Chapter 14 — Key Takeaways
The big ideas
- There are exactly four fundamental subspaces, and together they organize all of linear algebra. Two live in the input space $\mathbb{R}^n$ — the row space $C(A^{\mathsf{T}})$ (span of the rows) and the null space $N(A)$ (solutions of $A\mathbf{x}=\mathbf{0}$) — and two live in the output space $\mathbb{R}^m$ — the column space $C(A)$ (span of the columns) and the left null space $N(A^{\mathsf{T}})$ (solutions of $A^{\mathsf{T}}\mathbf{y}=\mathbf{0}$, the dependence relations among the rows). The row space of $A$ is the column space of $A^{\mathsf{T}}$, which is why it earns that symbol. (Theme: the four fundamental subspaces are the organizing framework for all of linear algebra.)

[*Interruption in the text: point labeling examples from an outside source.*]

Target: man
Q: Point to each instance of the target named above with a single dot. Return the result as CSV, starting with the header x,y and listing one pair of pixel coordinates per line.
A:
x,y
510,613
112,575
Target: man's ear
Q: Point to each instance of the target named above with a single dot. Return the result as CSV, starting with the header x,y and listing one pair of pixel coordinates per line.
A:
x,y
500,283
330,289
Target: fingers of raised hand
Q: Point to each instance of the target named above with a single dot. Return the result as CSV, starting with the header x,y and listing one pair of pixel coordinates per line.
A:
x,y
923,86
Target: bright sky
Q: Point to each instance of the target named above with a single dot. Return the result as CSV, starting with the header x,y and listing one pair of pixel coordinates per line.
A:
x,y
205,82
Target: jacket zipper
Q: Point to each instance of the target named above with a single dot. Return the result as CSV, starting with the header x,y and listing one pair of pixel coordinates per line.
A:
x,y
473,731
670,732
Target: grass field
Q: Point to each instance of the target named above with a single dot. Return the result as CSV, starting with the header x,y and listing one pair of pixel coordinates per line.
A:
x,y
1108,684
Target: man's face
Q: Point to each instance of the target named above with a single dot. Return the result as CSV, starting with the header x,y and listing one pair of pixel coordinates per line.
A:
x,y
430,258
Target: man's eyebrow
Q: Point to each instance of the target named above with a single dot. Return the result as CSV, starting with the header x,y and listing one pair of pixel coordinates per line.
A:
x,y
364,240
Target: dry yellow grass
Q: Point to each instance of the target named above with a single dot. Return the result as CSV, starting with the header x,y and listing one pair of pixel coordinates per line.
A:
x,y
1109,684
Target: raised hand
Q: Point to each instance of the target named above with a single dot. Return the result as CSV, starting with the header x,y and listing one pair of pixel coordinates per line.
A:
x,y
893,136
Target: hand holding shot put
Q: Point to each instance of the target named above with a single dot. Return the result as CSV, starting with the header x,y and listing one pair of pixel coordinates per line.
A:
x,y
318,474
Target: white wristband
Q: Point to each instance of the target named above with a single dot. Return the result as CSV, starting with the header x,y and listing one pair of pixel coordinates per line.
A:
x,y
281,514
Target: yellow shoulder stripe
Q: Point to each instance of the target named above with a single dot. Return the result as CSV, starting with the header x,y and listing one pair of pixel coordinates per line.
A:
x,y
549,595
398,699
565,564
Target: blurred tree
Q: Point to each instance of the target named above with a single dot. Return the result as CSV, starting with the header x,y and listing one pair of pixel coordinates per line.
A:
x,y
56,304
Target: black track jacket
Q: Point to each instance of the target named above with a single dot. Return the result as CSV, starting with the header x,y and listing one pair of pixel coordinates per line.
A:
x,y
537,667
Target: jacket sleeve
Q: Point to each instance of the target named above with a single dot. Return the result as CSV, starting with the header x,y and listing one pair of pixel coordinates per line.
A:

- Rank is one number that equals both the dimension of the column space and the dimension of the row space. Row rank $=$ column rank because both count the pivots of $A$, and a matrix has exactly one set of pivot positions. So $\operatorname{rank}(A) = \dim C(A) = \dim C(A^{\mathsf{T}}) = r$ — a single, well-defined invariant. (Theme: geometry and algebra are two views of one object — rank is at once a pivot count, an image dimension, and a measure of information content.)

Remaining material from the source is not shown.